Tel est l'objectif de cet amendement, qui me semble tout à fait cohérent par rapport au but que nous visons, à savoir la défense contre l'incendie, qui est notre souci à tous.
M. Jean Glavany, ministre de l'agriculture et de la pêche. Je demande la parole.
M. le président. La parole est à M. le ministre.
M. Jean Glavany, ministre de l'agriculture et de la pêche. Monsieur le sénateur, vous souhaitez qu'une taxe DFCI soit défiscalisée. Je ne comprends pas ce que cela veut dire.
M. Gérard César. Mais elle existe, monsieur le ministre !
M. Jean Glavany, ministre de l'agriculture et de la pêche. Peut-être, mais je ne comprends pas comment une taxe peut être défiscalisée. Ce n'est d'ailleurs pas ce que vous proposez.
M. Gérard César. Si !
M. Jean Glavany, ministre de l'agriculture et de la pêche. Non, vous proposez une réduction d'impôt égale au montant de la cotisation acquittée au bénéfice d'une association, d'un groupement ou d'un comité communal.
Or aucune cotisation n'est acquittée, je viens de vous l'expliquer.
Cet amendement, je le répète, est doublement paradoxale.

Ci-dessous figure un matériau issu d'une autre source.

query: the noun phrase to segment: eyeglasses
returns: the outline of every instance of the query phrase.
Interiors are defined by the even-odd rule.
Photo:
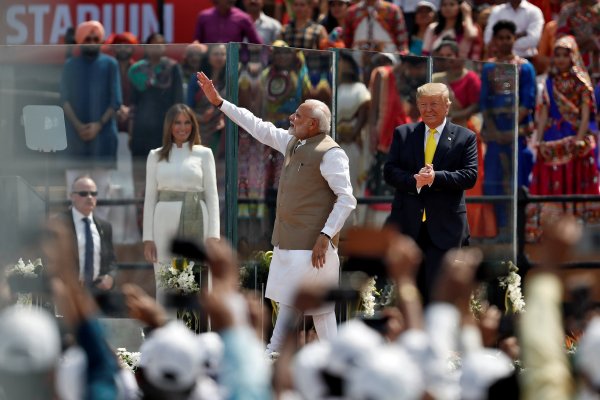
[[[95,192],[87,192],[85,190],[82,190],[80,192],[73,192],[73,194],[78,194],[81,197],[88,197],[88,196],[96,197],[96,196],[98,196],[98,192],[97,191],[95,191]]]

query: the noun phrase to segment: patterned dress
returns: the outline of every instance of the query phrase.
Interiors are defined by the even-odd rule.
[[[600,194],[593,87],[575,39],[564,36],[556,41],[554,48],[569,50],[571,68],[564,73],[552,70],[546,79],[543,105],[548,109],[548,119],[529,190],[539,195]],[[578,144],[576,135],[584,108],[590,110],[589,128]],[[539,238],[544,221],[563,211],[575,212],[588,221],[600,216],[600,207],[592,204],[578,203],[576,207],[570,203],[531,205],[528,207],[528,240]]]

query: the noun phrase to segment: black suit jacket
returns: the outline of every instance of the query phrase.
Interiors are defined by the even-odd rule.
[[[465,190],[477,181],[475,133],[446,120],[433,157],[433,184],[417,193],[413,175],[425,166],[425,130],[423,122],[394,130],[384,166],[385,181],[396,189],[387,222],[416,240],[427,210],[433,244],[441,249],[460,247],[469,238]]]
[[[73,239],[75,240],[75,264],[79,268],[77,272],[81,269],[79,265],[79,254],[78,254],[78,246],[77,246],[77,236],[75,231],[75,221],[73,221],[73,212],[68,210],[59,215],[59,218],[63,219],[67,226],[71,229],[73,233]],[[100,219],[94,216],[94,223],[96,224],[96,229],[98,229],[98,234],[100,234],[100,271],[99,276],[102,275],[111,275],[113,278],[117,272],[117,265],[115,263],[115,251],[113,248],[113,240],[112,240],[112,226],[108,221]]]

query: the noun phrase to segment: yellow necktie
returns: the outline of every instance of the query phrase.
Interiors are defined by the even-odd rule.
[[[436,132],[435,129],[429,129],[429,135],[427,135],[427,141],[425,141],[425,164],[431,164],[433,161],[433,155],[435,154],[435,148],[437,147],[434,136]],[[426,219],[425,210],[423,210],[423,221]]]
[[[427,136],[427,141],[425,142],[425,164],[431,164],[433,161],[433,155],[435,154],[435,148],[437,147],[434,137],[436,132],[437,131],[435,129],[429,130],[429,135]]]

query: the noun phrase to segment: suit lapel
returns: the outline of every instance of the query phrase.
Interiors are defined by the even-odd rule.
[[[446,122],[446,126],[444,126],[444,130],[442,131],[442,135],[440,136],[440,140],[438,142],[437,147],[435,148],[435,153],[433,155],[433,169],[440,169],[441,162],[444,160],[444,156],[452,147],[454,143],[454,129],[450,126],[450,122]]]
[[[417,172],[425,166],[425,124],[420,122],[414,130],[413,148],[417,160]]]

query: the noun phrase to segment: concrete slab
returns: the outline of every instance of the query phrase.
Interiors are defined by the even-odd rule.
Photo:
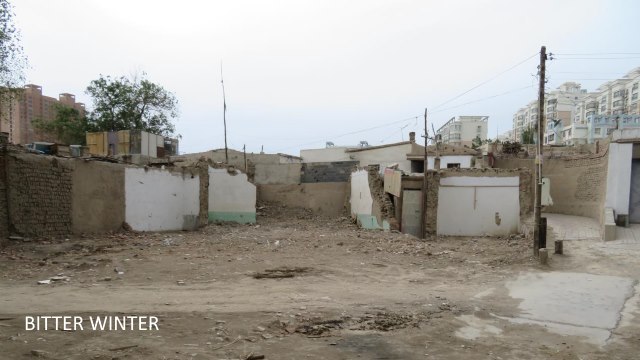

Si c'est une taxe de DFCI qui est payée, je ne comprends pas comment on peut défiscaliser cette taxe ; si vous demandez une réduction d'impôt, je ne comprends pas comment elle peut être égale à une cotisation qui, de fait, n'est pas versée.
Je suis prêt à travailler avec vous, avant la deuxième lecture, pour élaborer un texte qui réponde au souci louable que vous exprimez. Mais ce que vous proposez n'est ni fait ni à faire. Travaillons sur le sujet, mais, pour l'instant, je ne peux pas donner mon accord à cette proposition.
M. le président. Personne ne demande plus la parole ?...
Je mets aux voix l'amendement n° 183 rectifié, accepté par la commission et repoussé par le Gouvernement.

(L'amendement est adopté.)
M. le président. En conséquence, un article additionnel ainsi rédigé est inséré dans le projet de loi, avant l'article 15.
Mes chers collègues, il est minuit vingt. Nous avons depuis ce matin examiné quelque 230 amendements. Il en reste 108. Je pense qu'il y a lieu de renvoyer la suite de notre discussion à demain matin, d'autant que l'article suivant est un article complexe sur lequel de nombreux amendements ont été déposés.